Une dépêche de l’agence Reuters du 10 septembre (1) nous apprend que « Nicolas Sarkozy réfléchit à l’installation de jurés populaires auprès des magistrats professionnels des tribunaux correctionnels pour "rapprocher le peuple de la justice" », inspiration soudaine qui serait à mettre en lien avec de récents faits divers « comme le meurtre d’une joggeuse près de Lille par un homme déjà condamné pour viol » ou encore la remise en liberté après sa mise en examen du « second braqueur présumé de Grenoble (2) ». On ne peut que s’étonner, pour dire le moins, de la mise en relation de ces deux affaires avec la possible introduction d’assesseurs « citoyens » dans la composition des tribunaux correctionnels. Car, en effet, s’il existe des arguments tout à fait recevables au soutien d’une telle idée (qu’il n’est pas dans notre propos d’exposer ici), le contexte invoqué comme ayant présidé à son émergence dans le discours présidentiel n’a que peu de lien avec la mesure projetée. Il s’agit d’une nouvelle illustration de la désormais classique instrumentalisation de l’actualité au service des desseins élyséens, que nous nous proposons de décrypter.

Concernant le premier fait divers évoqués, de deux choses l’une : la libération supposée prématurée de la personne soupçonnée d’être l’auteur du meurtre de Marcq-en-Baroeul peut être attribuée soit à l’insuffisance de la peine initialement prononcée, soit à la décision ayant ordonné la libération conditionnelle de l’intéressé.
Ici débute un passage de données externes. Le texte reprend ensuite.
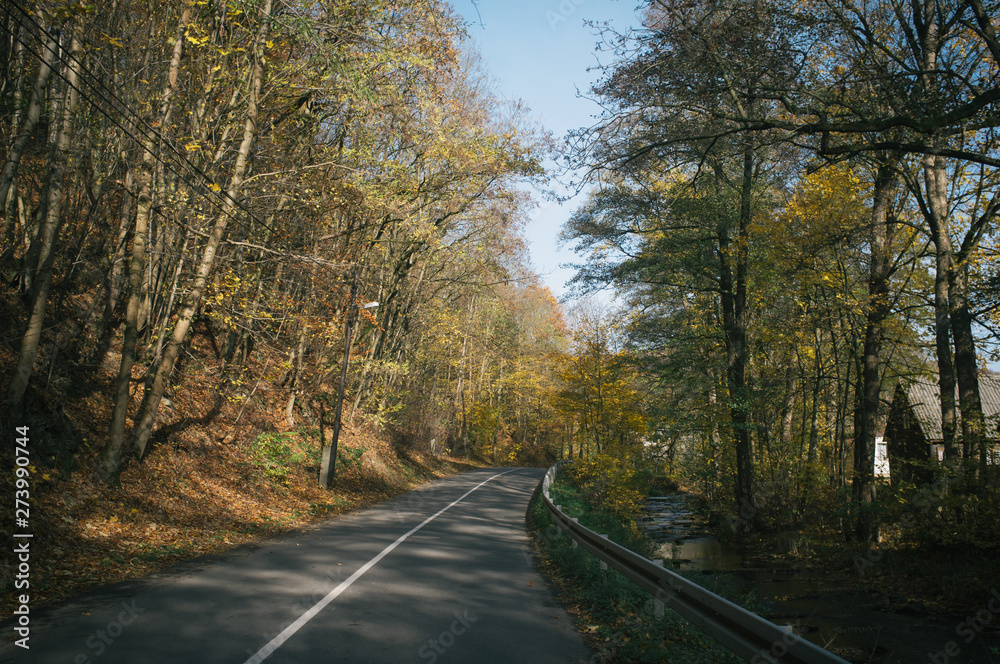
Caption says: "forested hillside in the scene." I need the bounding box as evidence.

Or, quelle que soit l’option choisie, la solution proposée par le Président est hors sujet : dans le premier cas (laxisme de la première condamnation) il n’est pas inutile de rappeler que c’est un jury d’assises qui a prononcé la peine, ce qui milite (dans la logique argumentative retenue) non pour une extension du jury populaire mais, à l’inverse, pour sa suppression ; dans le second cas (laxisme du juge ayant décidé la libération anticipée), la décision émanait du juge de l’application des peines, il est donc à peine besoin de souligner l’absence d’effet sur des décisions de cette nature de la modification de la composition du tribunal correctionnel.

Même constat pour ce qui est du second fait divers évoqué : le tribunal correctionnel n’a rien à voir avec la décision de placement sous contrôle judiciaire de Monsif Gabbour, laquelle émane du juge des libertés et de la détention.
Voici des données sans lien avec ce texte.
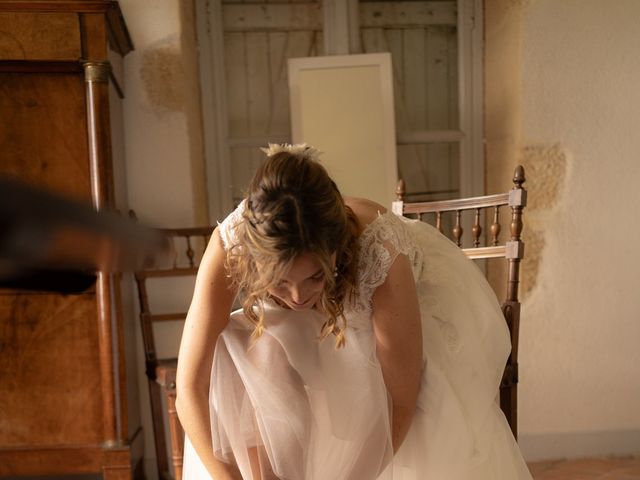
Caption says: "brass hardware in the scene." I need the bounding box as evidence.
[83,61,111,83]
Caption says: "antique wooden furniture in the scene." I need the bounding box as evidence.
[134,227,215,480]
[0,1,141,478]
[392,165,527,439]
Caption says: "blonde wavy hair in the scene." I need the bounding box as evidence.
[225,146,359,347]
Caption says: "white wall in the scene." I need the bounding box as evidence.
[517,0,640,460]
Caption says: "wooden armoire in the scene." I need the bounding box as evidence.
[0,2,142,478]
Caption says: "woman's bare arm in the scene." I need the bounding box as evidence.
[371,253,423,452]
[175,228,242,479]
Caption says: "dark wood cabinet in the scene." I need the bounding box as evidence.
[0,2,142,478]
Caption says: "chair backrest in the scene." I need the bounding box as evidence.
[134,226,215,377]
[392,165,527,438]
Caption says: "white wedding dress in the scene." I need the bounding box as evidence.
[182,202,533,480]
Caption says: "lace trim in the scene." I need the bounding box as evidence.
[218,200,246,250]
[350,212,420,314]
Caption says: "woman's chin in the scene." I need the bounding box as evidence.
[286,300,314,311]
[281,295,319,311]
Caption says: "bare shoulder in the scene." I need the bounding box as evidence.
[344,196,388,234]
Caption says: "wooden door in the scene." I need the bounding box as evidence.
[360,1,461,202]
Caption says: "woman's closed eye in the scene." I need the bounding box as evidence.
[310,271,325,282]
[276,270,324,288]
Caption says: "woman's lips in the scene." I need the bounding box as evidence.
[290,296,314,308]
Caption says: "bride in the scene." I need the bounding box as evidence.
[176,144,532,479]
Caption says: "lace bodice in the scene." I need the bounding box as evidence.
[217,202,422,315]
[217,200,246,251]
[350,212,422,314]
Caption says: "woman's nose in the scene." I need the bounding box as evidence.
[290,284,305,303]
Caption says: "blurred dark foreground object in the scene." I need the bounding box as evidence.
[0,178,171,293]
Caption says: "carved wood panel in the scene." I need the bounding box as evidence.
[0,72,91,200]
[0,12,81,61]
[0,292,102,445]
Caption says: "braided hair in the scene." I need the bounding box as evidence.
[225,147,359,346]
Dans les deux cas, c’est un peu comme s’il était proposé de réformer le recrutement des dentistes pour répondre à l’émoi causé par les conséquences dramatiques d’un acte gynécologique.

Sans aborder la pertinence de la mesure proposée, qui nécessiterait de plus amples développements, ces simples rappels suffisent à démontrer que le souci de l’Elysée n’est en rien d’apporter des solutions efficaces à des problèmes concrets mais d’invoquer l’actualité à l’appui de projets dont la source d’inspiration est autre. Le réel fondement d’une telle annonce se laisse deviner, cependant, en filigrane, par une analyse de la terminologie employée : l’énoncé des deux évènements fait peu de cas de la présomption d’innocence : le meurtre de Marcq-en-Baroeul est d’ores et déjà attribué au principal suspect, de même que Monsif Gabbour est le « second braqueur présumé » du casino d’Uriage. Présumé braqueur, donc présumé coupable et non l’inverse… On ne peut que constater qu’une étape clef de la procédure pénale est ouvertement ignorée : la déclaration de culpabilité par une juridiction légalement constituée.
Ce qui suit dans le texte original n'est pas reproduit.